Identification of hemolysis-related pathogenicity factors of Bartonella bacilliformis

Appointment

Date: We, 05/06/2024

Time: 12:00 – 12:15

Talk time: 12 Min.

Discussion time: 3 Min.

Location / Stream:

Barbarossa Saal

Session

National Reference Centers and Consiliary Laboratories

Topic

National Reference Centers and Consiliary Laboratories

Authors

Alexander A. Dichter (Frankfurt a. M. / DE), Tilman G. Schultze (Frankfurt a. M. / DE), Beate Averhoff (Frankfurt a. M. / DE), Wibke S. Ballhorn (Frankfurt a. M. / DE), Diana Munteh (Frankfurt a. M. / DE), Volkhard Kempf (Frankfurt a. M. / DE)

Abstract

Question

Bartonella bacilliformis is the causative agent of Carrion's disease, a vector-borne illness restricted to the South American Andes. In the acute phase, bacteria infect erythrocytes causing severe hemolytic anemia with case-fatality rates as high as 90% in untreated patients. Erythrocyte invasion is the most important step in the pathogenesis of Carrion's disease and results in its subsequent destruction. Exact knowledge of this process is crucial for drug development.

Methods

To identify genes involved in hemolysis, a Tn5 transposon library was generated and screened for hemolytic activity. Hemolysis mutants were identified and systematically analyzed by loss of function/gain of function experiments.

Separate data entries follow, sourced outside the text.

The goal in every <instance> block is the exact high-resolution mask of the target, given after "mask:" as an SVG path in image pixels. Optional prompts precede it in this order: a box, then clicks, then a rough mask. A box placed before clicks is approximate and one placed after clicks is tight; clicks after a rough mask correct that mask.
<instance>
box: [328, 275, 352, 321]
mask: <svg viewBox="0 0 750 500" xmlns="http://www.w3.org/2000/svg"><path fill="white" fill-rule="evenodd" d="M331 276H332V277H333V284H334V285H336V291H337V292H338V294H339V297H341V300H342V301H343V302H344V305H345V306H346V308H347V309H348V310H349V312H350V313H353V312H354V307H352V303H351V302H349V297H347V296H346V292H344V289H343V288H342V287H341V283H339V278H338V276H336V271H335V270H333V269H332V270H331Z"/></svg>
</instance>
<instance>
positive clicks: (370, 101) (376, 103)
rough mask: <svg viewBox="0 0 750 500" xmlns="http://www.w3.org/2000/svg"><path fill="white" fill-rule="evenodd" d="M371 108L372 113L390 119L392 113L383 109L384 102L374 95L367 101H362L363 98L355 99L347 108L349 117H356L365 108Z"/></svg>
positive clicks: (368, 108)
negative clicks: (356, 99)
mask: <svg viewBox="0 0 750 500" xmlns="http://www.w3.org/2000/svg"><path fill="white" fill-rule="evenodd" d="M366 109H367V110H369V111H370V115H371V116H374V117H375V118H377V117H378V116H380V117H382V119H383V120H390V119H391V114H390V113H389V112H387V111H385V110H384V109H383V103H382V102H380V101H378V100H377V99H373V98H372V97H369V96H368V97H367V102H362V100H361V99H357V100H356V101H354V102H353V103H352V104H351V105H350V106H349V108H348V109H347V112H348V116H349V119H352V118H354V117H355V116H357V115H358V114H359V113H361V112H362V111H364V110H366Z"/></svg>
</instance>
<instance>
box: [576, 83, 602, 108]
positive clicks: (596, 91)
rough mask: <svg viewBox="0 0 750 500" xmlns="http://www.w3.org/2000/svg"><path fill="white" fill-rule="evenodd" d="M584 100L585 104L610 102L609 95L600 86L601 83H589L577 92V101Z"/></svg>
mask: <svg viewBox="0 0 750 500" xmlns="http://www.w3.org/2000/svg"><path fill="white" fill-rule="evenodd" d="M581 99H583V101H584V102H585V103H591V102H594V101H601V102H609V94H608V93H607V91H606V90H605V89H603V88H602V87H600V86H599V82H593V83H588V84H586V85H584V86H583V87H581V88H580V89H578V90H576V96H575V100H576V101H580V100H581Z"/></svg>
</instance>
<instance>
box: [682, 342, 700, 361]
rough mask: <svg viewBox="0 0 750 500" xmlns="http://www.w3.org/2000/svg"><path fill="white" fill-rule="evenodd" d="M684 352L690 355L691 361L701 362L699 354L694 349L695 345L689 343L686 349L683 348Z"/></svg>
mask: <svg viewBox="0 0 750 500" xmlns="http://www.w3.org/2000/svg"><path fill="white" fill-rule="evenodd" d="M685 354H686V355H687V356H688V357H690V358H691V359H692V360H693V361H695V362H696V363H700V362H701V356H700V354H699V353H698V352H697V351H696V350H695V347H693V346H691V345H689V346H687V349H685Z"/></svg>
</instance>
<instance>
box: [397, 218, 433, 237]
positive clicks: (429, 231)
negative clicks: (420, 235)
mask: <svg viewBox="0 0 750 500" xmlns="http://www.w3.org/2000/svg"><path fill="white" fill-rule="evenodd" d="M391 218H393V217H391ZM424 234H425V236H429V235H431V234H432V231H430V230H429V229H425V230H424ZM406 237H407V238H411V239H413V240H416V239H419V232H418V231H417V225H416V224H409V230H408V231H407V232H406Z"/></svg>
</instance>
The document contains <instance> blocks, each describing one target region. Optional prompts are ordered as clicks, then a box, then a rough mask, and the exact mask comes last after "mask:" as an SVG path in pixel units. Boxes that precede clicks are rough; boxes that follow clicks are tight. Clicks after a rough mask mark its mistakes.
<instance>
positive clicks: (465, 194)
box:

For this, markerless deletion was newly established for B. bacilliformis, and the generated deletion and complementation mutants were tested for hemolytic activity in a novel in vitro based hemolysis assay using human erythrocytes. To study B. bacilliformis hemolysis and to test potential therapeutic drugs in vivo, we currently establish a (humanized) murine infection model.

Results

Two hemolysis-related genes, a porin and a phospholipase, were identified. The loss of one of the two genes led to the complete inhibition of hemolysis whereas the hemolytic activity was restored by plasmid-based complementation. Although B. bacilliformis is believed to be a human-specific pathogen, we were still interested in whether murine erythrocytes can nevertheless be infected by B. bacilliformis in vitro. It turned out that murine erythrocytes undergo hemolysis upon B. bacilliformis infection. Murine infection experiments are ongoing to analyze the course of infection in detail.

Conclusion

Two hemolysis-related genes/proteins of B. bacilliformis have been identified and were functionally characterized. Ongoing work aims to establish a mouse model to study hemolysis in vivo and to evaluate potential anti-virulence strategies.